Just an idea. Workable? I haven’t got a clue — barriers include the coding of the feature (while I’m no program-level coder, it doesn’t strike me as being too terribly difficult of a feature to enable), inclusion of the feature into already-existing weblogs (not difficult for TypePad Basic, Plus, or Pro levels using the auto-generated templates, Pro levels using advanced templates would need to add the requisite code themselves), and — most importantly (and possibly most difficult) — Google and TypePad (or, of course, whatever other hosting service that might be interested) negotiating the partnership. Still, if it could be worked out, I think it could be useful and beneficial to the blogging community at large.

Back from the Meetup

Just got back a bit ago from this month’s Seattle weblogger Meetup. Saw and chatted with quite a few people there (most of whom I have to admit I can’t remember names/sites of), including Anita, Scoble, and dayment, who was kind enough to give me a couple CDs (Tones on Tail’s “Night Music” and The Faint’s “Danse Macabre”)! All in all, a quite pleasant evening.

November Weblog Meetup

For the first (and quite likely only) time, I’m going to be able to attend one of the local Weblogger’s Meetup events, as my training schedule for this Wednesday has me off work at 6pm. Once I start my 1pm-9:30pm schedule I’ll be missing them again, but at least I can make this month’s.

So, for any local Seattle bloggers, looks like I’ll be seeing some of you at Uptown Espresso, Wednesday evening at 7pm!

(via Anita)

Major referrer spam attack

Looks like there’s a major referrer spam attack going on at the moment. The sites in question look like real weblogs but aren’t — instead, many of them have similar (or the same) content, comment and trackback links just link back to the home page, they have a hidden graphic that leads to porn sites, and many (if not all) of them are stealing their designs from other weblogs.
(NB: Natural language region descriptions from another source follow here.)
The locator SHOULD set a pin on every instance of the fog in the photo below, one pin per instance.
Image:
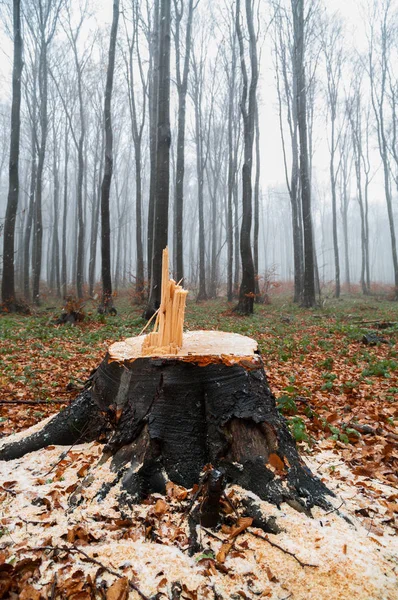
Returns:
(344, 63)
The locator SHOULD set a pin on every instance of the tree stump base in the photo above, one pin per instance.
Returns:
(171, 415)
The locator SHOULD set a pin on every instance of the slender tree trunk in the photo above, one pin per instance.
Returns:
(334, 211)
(153, 119)
(231, 172)
(95, 218)
(248, 109)
(64, 274)
(256, 204)
(55, 249)
(29, 220)
(107, 301)
(8, 282)
(182, 87)
(161, 212)
(202, 293)
(38, 218)
(309, 257)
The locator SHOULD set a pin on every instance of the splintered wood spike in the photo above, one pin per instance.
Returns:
(166, 337)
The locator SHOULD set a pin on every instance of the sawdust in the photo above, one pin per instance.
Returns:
(48, 502)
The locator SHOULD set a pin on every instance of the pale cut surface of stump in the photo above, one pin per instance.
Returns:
(167, 416)
(195, 344)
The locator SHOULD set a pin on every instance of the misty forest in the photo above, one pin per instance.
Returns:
(199, 287)
(89, 203)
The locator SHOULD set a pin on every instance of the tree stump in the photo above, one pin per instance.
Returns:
(166, 416)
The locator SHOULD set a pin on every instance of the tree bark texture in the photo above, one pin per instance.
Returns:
(8, 281)
(301, 99)
(171, 416)
(161, 208)
(248, 109)
(107, 302)
(182, 87)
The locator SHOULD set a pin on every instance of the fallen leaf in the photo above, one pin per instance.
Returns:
(119, 590)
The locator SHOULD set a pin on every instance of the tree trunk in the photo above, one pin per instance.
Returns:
(8, 282)
(153, 120)
(299, 64)
(256, 206)
(64, 275)
(173, 415)
(29, 220)
(161, 212)
(107, 301)
(55, 249)
(182, 87)
(248, 109)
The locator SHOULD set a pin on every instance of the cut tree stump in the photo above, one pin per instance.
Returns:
(170, 415)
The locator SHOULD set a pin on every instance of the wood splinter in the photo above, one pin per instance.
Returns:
(166, 338)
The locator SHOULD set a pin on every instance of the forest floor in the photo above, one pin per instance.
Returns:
(339, 395)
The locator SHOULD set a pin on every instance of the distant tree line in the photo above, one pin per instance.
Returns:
(124, 139)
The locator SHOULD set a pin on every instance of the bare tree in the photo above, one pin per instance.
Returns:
(41, 18)
(137, 127)
(248, 109)
(107, 299)
(333, 52)
(182, 88)
(202, 148)
(160, 229)
(8, 281)
(286, 80)
(382, 30)
(301, 100)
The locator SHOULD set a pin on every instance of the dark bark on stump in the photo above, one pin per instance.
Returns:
(172, 416)
(78, 423)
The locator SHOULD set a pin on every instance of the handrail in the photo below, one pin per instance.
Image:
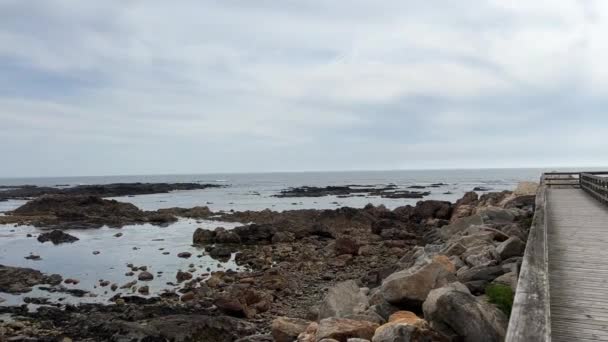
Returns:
(595, 186)
(531, 314)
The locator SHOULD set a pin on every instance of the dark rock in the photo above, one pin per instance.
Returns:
(57, 237)
(20, 280)
(346, 245)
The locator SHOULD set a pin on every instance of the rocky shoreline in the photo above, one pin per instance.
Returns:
(99, 190)
(415, 273)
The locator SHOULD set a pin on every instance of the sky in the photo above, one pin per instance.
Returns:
(155, 87)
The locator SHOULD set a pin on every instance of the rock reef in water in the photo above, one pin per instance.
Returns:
(389, 191)
(101, 190)
(80, 211)
(415, 273)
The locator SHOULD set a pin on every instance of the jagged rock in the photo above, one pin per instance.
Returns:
(226, 236)
(346, 245)
(283, 237)
(454, 312)
(405, 326)
(341, 329)
(343, 299)
(411, 287)
(145, 276)
(184, 255)
(480, 273)
(203, 236)
(508, 279)
(431, 209)
(459, 225)
(21, 280)
(285, 329)
(511, 247)
(496, 215)
(57, 237)
(183, 276)
(257, 338)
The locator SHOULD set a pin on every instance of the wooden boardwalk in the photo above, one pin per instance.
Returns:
(577, 240)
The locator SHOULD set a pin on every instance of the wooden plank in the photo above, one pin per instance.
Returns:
(578, 272)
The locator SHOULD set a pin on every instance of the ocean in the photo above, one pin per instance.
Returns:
(148, 245)
(254, 191)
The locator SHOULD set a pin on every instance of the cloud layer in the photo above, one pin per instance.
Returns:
(128, 87)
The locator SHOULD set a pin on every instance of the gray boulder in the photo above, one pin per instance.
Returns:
(411, 287)
(343, 299)
(453, 311)
(511, 247)
(285, 329)
(459, 225)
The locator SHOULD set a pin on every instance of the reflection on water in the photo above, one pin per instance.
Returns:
(140, 245)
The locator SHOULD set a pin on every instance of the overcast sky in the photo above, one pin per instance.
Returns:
(131, 87)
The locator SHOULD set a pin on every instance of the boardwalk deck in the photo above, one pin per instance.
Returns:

Ignore (or block, if you can) any and all referrer links you might see in your logs from:

http://www.a-b-l-o-g.com/
http://www.akksess.com/
http://www.bongohome.com/
http://jennifersblog.com/
http://kwlablog.com/
http://www.malixya.com/
http://mikesplace.com/
http://www.saulem.com/
http://www.teoras.com/
http://www.websearchde.com/
http://www.websearchus.com/
http://www.worldnewslog.com/
http://www.wr18.com/

More information on this at A Preponderance of Evidence, MetaFilter, idly.org, milov.nl, and probably more.

Fight Link Rot!

link rot n.

The natural decay of web links as the sites they’re connected to change or die.

Calpundit has an excellent summary posted on how to link to New York Times articles without having the links succumb to link rot. This should be required reading for all bloggers, IMNSHO — citing sources is important, and it’s best if the sources don’t later disappear.
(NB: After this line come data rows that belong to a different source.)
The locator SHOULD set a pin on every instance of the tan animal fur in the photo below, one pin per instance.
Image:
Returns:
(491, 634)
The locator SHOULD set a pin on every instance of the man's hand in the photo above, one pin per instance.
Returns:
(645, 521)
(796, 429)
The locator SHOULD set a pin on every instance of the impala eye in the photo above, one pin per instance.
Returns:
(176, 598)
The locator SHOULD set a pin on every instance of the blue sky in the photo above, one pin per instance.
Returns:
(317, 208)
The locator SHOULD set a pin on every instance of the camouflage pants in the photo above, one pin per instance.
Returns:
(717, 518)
Update: Even better than Calpundit’s method (as good as it is) is the New York Times Link Generator! Just feed it the URL of a NYT story, and it will generate the link rot proof version of the URL for use in your weblog. Thanks to Aaron Swartz for providing this, and to Jason Kottke for pointing it out in Calpundit’s comment thread.

Calpundit also breaks down the most archive-friendly (i.e., least susceptible to link rot) sources:

  1. Tier 1: CNN, the Guardian, and the BBC all have permanent archives that never disappear.
  2. Tier 2: The Washington Post places old articles behind an archive wall, but previously existing links to the articles work forever. The New York Times makes permanent links possible, even if they’re a bit of a pain.
  3. Tier 3: The LA Times places all its content behind an archive wall after a few days and breaks any existing links.
  4. Purgatory: The Wall Street Journal is in a class by itself, since their content is never accessible free of charge on the Web.